What’s All the Fuss About SaaS and the Cloud?

Why is there such a buzz about Cloud based and Software as a Solution? Historically, enterprise software has been delivered by running executable code on computers that were either on premise at the client site or housed elsewhere (hosted) for the client. The difference between on premise and hosted systems is essentially about who maintains the hardware, as both systems have unique configurations of executable code designated for that specific client only. When an upgrade or software fix (patch) is needed, downtime is involved, so the scheduling and patching involves several groups including the client’s IT department, client user management, etc. While this is generally still the case with most legacy software applications installed around the world, it is changing dramatically as clients migrate to web based solutions.

On premise and hosted software are still the norm for most enterprise systems but in the last decade there has been a major migration to Internet or cloud based software solutions which have a single instance of executable code but are used simultaneously by many clients and customers (multi-tenanted). These solutions are referred to as Software as a Service, and abbreviated as SaaS. Commonly used web sites like Facebook, Kayak and Google are examples of SaaS. When we use those sites, we are having the same experience that millions of others are having – all at the same time. There are many benefits to having single instance, multi-tenanted, software solutions including:

Painless upgrades. When a true SaaS offering is enhanced, everyone enjoys the enhancement without any effort, patching, downloading, etc. Every month new enhancements are made available to all clients. Often, the client is able to decide if and when they will “turn on” each enhancement to make it available to the client’s customers. For example, when Invoice Cloud rolled out Pay by Text last year, it became available to all clients immediately, but clients were able to decide when to make it available to customers.

According to Colleen O’Connor, Tax Collector in Simsbury, CT,
“It’s like owning a vehicle that never gets old.”

Low to no up-front cost. These systems are frequently advertising or transaction based and since there is no “installation,” the solution can usually be configured and implemented in a fraction of the time of a hosted or on premise solution.

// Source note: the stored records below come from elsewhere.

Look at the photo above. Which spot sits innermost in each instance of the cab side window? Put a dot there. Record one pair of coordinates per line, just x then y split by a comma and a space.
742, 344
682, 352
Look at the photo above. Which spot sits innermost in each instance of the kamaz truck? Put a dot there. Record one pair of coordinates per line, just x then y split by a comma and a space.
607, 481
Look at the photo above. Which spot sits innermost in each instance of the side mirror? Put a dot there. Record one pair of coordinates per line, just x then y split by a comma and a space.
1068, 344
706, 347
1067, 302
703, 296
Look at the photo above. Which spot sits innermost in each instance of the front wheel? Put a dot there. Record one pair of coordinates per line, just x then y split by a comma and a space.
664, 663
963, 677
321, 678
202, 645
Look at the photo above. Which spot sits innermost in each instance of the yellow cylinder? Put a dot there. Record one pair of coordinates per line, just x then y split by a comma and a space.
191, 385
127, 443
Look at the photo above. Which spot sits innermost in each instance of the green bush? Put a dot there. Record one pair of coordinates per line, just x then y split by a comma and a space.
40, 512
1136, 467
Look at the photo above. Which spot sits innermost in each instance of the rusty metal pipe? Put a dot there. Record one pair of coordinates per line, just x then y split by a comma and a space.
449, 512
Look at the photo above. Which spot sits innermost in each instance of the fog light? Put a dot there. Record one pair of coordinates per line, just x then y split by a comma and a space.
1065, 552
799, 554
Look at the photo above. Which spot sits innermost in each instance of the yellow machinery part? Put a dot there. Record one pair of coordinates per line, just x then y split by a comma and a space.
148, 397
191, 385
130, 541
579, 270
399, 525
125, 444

Higher adoption. Cloud based systems that are accessible via the Internet using standard web browsers are far more likely to be used than systems that require special access or instructions. Standard web interaction techniques, user interfaces (UI) and user experiences (UX) require very little instruction and are therefore quickly adopted.

Scalability and Seamless Integration. Single instance, multi-tenanted solutions can typically scale quickly to accommodate hundreds, thousands or even millions of customers. For Invoice Cloud, millions of customers could be simultaneously reviewing bills and making payments online. Most SaaS providers have simple application program interfaces (API’s) that enable seamless connection and data exchange with existing enterprise systems, whether they are on premise, hosted or SaaS.

Better Customer Service. Since there is only one instance of software that everyone uses, the Customer Service Representatives have only one software to train on, learn and support. This is an enormous advantage over on premise and hosted software providers who need to know which version of software the client is using, which patches have been implemented and remember how to deal with multiple versions of software. With SaaS, there is only ONE version – the latest and greatest.

Security and Liability Shift. If you find the right provider, you can shift the burden of secure storage of sensitive information (ex. credit cards, bank accounts) to the SaaS solution provider who should indemnify clients against damages caused by breaches – because the SaaS provider takes on the encryption and security burden.

Many software companies say they have cloud based systems when they actually provide hosted solutions that are accessible over the web. Being accessible via the Internet is not the same as true SaaS. Remember that true SaaS is a single instance, multi-tenanted solution that anyone can access using a standard web browser.